Today’s India already achieved its political transformation, which began in 1857 with the Indian Mutiny and culminated in 1947 with independence. It is the world’s largest democracy and a vibrant one to boot — the mass mobilization of humanity during an Indian general election is a sight to see. As well, India achieved its economic transformation, at least in structural terms, when a cadre of technocrats began to dismantle India’s statist regime in 1991 and open the market to the world and to its own entrepreneurs.

It is an unprecedented experiment for the developing world. Democratic capitalism is risky, and as Americans and Europeans know all too well, it is fragile.
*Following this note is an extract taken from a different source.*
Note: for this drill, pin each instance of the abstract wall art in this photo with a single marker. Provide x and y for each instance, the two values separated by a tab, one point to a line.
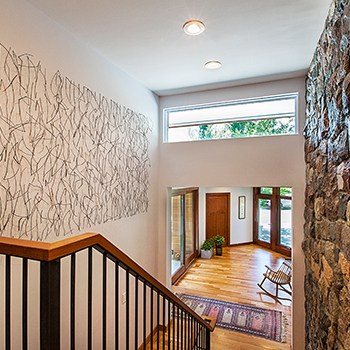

Yet Indians are bold enough to attempt self-government and an open economy in a society where more people live in poverty than in Sub-Saharan Africa.

Yet as Anand Giridharadas discovers in India Calling, the country’s robust economic and political system cannot seem to resolve some of the more profound human questions of free society. The either/or questions — Should Indians either reinvent themselves or continue in their familial traditions? Should they read classic literature and poetry or the self-help books of enterprise and progress? — yearn to become both/and questions. Can Indians respect both progress and precedent? Can they help their family and their neighbor?

This requires not just a political or economic transformation — it needs a moral and cultural transformation. The moral-cultural system that Novak presents as the third leg of free society is not relativistic. In fact, it is not unlike the Western Judeo-Christian morality that Giridharadas presents in India Calling, one based on a general acceptance of natural law and universal human nature. One centered on the Golden Rule.

Even though he comes from a world that has reconciled the ideas of precedent and progress, Giridharadas continues to operate within this false dichotomy. He flirts with the realization that in America, his family can preserve its Indian mores and traditions while at the same time starting anew, yet fails to realize that such a reality wasn’t a mere accident of history.

Ultimately, it comes down to a question of human nature. Are there some essential ways (but not every way) in which all humans are alike? Or does it all depend on context and circumstance? If it is the former, then society can be ordered based on those universal truths, allowing humans to then distinguish themselves by their unique strengths and dispositions. If it is the latter, then nothing is for certain except within each individual’s tribe.

India Calling is an important book because it poses this question in raw detail, even though the author cannot realize as much. Despite its innocence and an ultimately misguided (one could even say inconclusive) conclusion, Giridharadas’s book sets the parameters for modern India. It is not the question of Edmund Burke. It is the question of Alexis de Tocqueville.